Researchers in Argentina have uncovered a possible connection between everyday supplements and the reversal of age-related hearing loss. Their study suggests that supplements containing phytosterols might help prevent natural hearing loss as people grow older by filling in the role of lost cholesterol in the inner ear.
Phytosterol supplements: a potential solution to natural hearing loss
As we age, it’s normal to experience a decline in hearing ability. With the passing years, the delicate hair cells nestled within the inner ear undergo a natural degradation. These cells, responsible for translating sound vibrations into electrical signals, can become less sensitive or even wear away. As a result, hearing softer sounds or distinguishing conversations in bustling environments may become challenging.
One of the earliest casualties of age-related hearing loss is often the ability to perceive high-pitched sounds. The melodic chirping of birds or the crisp sound of music may lose some of their clarity as your ear’s capacity to detect high frequencies diminishes.
Researchers led by María Eugenia Gomez-Casat at the University of Buenos Aires-CONICET have now found a link between lower levels of cholesterol in the inner ear and this age-related hearing loss. Cholesterol plays a vital part in the functioning of sensory cells called outer hair cells (OHCs) in the inner ear. These cells are responsible for amplifying sounds by changing shape. However, as we get older, these cells lose their flexibility, leading to reduced sound amplification and contributing to hearing loss.
Based on this understanding, the researchers investigated the effects of phytosterol supplements on mice. Phytosterols are natural compounds found in plants that are similar in structure to cholesterol. They are often included in over-the-counter supplements.
The study involved inducing hearing loss in young mice by activating an enzyme called CYP46A1, which breaks down cholesterol. The researchers then provided some of these mice with dietary phytosterols in addition to the enzyme-activating treatment.
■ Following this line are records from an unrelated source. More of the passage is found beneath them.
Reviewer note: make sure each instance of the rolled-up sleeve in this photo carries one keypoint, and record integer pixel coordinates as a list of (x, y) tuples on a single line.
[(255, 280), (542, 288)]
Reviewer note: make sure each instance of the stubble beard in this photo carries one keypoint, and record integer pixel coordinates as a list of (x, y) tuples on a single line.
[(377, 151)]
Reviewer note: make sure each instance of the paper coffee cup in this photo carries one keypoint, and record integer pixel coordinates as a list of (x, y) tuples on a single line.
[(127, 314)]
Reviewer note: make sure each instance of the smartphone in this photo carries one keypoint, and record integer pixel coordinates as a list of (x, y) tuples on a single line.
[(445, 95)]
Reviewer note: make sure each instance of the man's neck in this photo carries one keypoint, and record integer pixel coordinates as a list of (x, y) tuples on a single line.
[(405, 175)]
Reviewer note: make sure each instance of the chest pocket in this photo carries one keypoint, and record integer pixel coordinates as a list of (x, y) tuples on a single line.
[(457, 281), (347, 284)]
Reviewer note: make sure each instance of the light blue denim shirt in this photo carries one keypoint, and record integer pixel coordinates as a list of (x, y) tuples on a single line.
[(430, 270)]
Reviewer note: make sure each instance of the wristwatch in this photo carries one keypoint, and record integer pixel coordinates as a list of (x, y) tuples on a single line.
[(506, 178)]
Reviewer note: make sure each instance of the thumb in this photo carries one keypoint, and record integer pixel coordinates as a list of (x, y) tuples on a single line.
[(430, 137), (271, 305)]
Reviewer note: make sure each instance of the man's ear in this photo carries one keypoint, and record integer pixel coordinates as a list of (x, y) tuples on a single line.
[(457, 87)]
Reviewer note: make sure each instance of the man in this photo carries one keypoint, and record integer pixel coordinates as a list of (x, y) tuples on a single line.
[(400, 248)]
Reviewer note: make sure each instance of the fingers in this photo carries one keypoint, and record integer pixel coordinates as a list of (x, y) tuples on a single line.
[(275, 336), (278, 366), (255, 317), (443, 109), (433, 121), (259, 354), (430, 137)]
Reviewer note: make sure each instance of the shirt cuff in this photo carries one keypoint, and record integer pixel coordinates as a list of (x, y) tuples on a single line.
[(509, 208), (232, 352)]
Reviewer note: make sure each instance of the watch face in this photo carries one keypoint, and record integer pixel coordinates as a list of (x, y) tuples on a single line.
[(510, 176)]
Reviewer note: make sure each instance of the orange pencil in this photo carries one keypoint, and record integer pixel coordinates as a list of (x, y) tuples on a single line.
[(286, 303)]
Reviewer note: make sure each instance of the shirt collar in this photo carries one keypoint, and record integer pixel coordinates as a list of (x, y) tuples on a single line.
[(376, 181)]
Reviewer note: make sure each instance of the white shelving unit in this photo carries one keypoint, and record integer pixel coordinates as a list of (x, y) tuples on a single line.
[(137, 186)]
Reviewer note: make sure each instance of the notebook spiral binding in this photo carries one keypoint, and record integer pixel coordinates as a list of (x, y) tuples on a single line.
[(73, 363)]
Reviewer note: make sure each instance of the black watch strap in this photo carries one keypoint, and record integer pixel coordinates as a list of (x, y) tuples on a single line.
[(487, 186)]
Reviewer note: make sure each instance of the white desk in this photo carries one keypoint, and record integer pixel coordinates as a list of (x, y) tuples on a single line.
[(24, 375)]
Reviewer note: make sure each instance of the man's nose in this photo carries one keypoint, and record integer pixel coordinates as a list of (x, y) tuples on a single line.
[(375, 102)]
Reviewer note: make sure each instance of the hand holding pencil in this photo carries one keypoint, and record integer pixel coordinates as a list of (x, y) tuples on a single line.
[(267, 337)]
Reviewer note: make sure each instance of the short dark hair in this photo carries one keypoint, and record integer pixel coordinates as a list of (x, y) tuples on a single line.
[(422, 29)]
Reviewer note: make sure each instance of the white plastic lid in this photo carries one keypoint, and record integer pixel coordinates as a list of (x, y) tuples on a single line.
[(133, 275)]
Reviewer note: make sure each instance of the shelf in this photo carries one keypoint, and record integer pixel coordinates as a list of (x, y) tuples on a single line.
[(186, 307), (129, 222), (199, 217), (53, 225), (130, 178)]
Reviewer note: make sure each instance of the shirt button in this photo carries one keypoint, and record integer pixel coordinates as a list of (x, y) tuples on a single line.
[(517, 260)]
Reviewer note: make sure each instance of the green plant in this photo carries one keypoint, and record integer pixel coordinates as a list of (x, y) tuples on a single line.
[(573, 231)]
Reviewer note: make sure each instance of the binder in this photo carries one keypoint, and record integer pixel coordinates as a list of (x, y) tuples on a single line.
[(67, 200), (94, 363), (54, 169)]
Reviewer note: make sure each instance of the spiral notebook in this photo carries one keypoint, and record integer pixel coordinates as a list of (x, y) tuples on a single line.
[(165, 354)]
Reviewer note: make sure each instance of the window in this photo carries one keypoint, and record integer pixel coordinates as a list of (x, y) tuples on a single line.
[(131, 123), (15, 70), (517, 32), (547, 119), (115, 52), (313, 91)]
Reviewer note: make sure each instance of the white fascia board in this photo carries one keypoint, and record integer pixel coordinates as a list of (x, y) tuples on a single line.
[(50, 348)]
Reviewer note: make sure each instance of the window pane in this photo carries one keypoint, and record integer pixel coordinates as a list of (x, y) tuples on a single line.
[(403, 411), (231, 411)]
Remarkably, these mice showed an improvement in the function of their outer hair cells.
These findings open up a potential avenue for addressing age-related hearing loss through the use of phytosterol supplements. While this discovery holds promise, much more research is required to confirm its effectiveness. Future studies will involve testing these supplements on older mice and eventually on humans to determine if they can indeed help prevent or alleviate age-related hearing loss.
“We found that these defects can be partly reversed by phytosterols supplementation. Our findings are very promising because they provide the first proof-of-principle supporting phytosterols supplementation as a possible approach for prevention or treatment of hearing loss,” the researchers concluded in their study published in the journal PLoS Biology.